TCBA Volume 19 - Issue 1
Page 5 of 18
Input - Output
Q. In regard to your statement (Input-Output, Volume 18, #4), “Incidentally, I don't think a tight coupling would work well with a vacuum tube oscillator unless a suitable pulse width could be attained....” I have run a regular tube TC at very tight coupling of K.3 with very good results.
A. Not having used such a tight coupling with my vacuum tube Tesla coil, I can't speak from experience. And not knowing the other parameters within your coil system makes it even more difficult to respond. If you have had good results using a coefficient of coupling of .3, then all I can say is nice going.
Generally, the literature explaining all of this becomes more than a bit complicated.

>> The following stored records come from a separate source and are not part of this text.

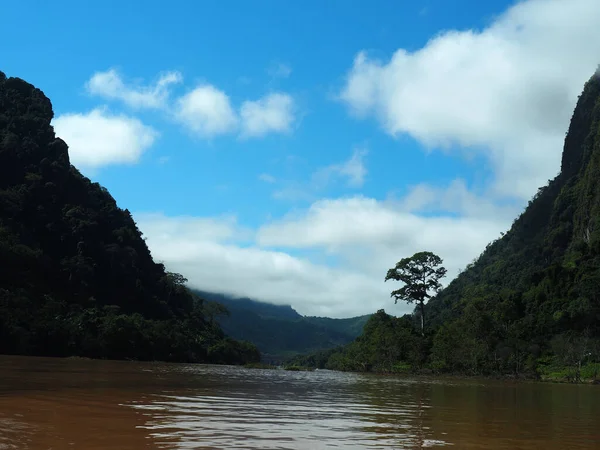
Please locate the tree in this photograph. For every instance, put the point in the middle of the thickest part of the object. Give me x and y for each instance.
(420, 274)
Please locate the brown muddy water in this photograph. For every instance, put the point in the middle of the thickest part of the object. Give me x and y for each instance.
(69, 403)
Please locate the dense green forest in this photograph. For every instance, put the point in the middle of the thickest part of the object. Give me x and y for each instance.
(77, 277)
(278, 330)
(529, 305)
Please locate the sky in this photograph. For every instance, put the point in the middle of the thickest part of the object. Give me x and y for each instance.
(292, 152)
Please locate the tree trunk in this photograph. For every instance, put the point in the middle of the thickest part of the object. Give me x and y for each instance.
(422, 307)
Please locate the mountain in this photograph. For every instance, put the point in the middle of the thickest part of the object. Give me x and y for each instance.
(77, 277)
(278, 330)
(530, 304)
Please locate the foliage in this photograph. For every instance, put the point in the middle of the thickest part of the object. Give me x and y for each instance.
(77, 277)
(278, 331)
(421, 274)
(530, 304)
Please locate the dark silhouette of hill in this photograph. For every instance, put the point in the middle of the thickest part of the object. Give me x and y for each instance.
(76, 275)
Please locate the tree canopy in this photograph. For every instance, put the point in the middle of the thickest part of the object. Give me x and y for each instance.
(421, 274)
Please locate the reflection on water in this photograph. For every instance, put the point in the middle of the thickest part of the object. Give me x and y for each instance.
(59, 403)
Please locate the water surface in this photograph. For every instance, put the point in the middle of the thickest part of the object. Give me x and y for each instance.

It involves inductively coupled circuits tuned to the same frequency, coupled circuits tuned to slightly different frequencies (detuning), effective Qs versus actual Qs, Actual coupling versus Critical coupling and so on. I'll leave it to those more knowledgeable on this topic to take up the flag. Anyway, I did qualify my reply by confessing a limited understanding of the complexities of TC circuits.
Q. I've heard of coefficient of coupling and critical coupling but always considered them to be one and the same. Apparently, they are two different and separate quantities.
A. Coefficient of Coupling (K) is set by the physical position of the primary inductor relative to that of the secondary inductor. Unless you build a means for varying the distances between the two coils or the angles of one to the other, K remains fixed.
Critical Coupling (Kc) is dependent primarily on the Qs of the primary and secondary circuits. Maximum output is achieved at Critical Coupling.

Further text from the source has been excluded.